You'll find these boards littered with third-hand anecdotal claims of abusive treatment of Vietnam veterans upon their return, including allegations of having been spat-upon and called baby-killers and the like. Please don't fall for this nonsense. There is ZERO supporting proof of any such incidents. Anyone claiming knowledge of someone else's experience is invariably citing vague details heard from someone who'd heard it from someone else, and their charges are laughably devoid of specifics. The few times I've spoken to someone claiming a first-hand experience with mistreatment, a few well-formed follow-up questions caused their stories to fold like a house of cards, and they slinked away much like today's stolen-valor slugs.

Remember - the people who greeted, hired, or otherwise interacted with returning vets weren't zombies shipped in from Mars for the purpose of conducting some sort of open season on vets. They were ordinary neighborhood Americans, just like you. In fact, depending on your age (if you were alive at the time), they WERE you - you, your brothers, sisters, parents, friends, and neighbors. Regular, normal people. If you think badly of them, you're automatically thinking badly of your own family and friends.

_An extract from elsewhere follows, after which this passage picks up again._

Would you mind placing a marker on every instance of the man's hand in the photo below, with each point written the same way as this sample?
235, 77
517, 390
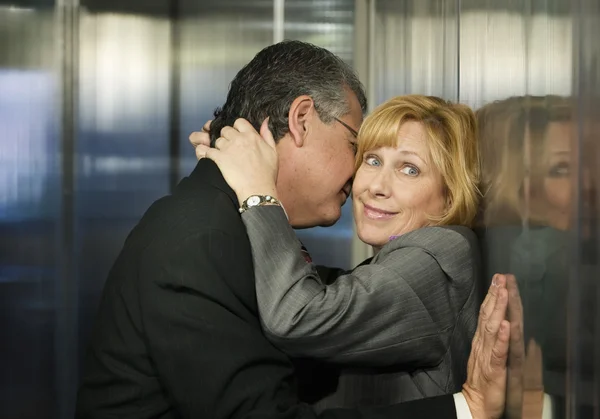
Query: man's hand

And no, nobody EVER warned anyone not to wear their uniforms back in the States. In fact, when I DID wear my uniform while walking down the street, I couldn't get a hundred feet down the road before cars would screech to a stop and INSIST on driving me wherever I was going. And I could go on and on with memories of how nicely I was treated at every turn - including being hired for every job I ever interviewed for. (I was smart enough to wear a dress shirt and tie for my job interviews, and bathe and shave. Does that count?)

So, don't fall for the spitting/baby-killer malarkey you'll see on these boards. It's total B.S.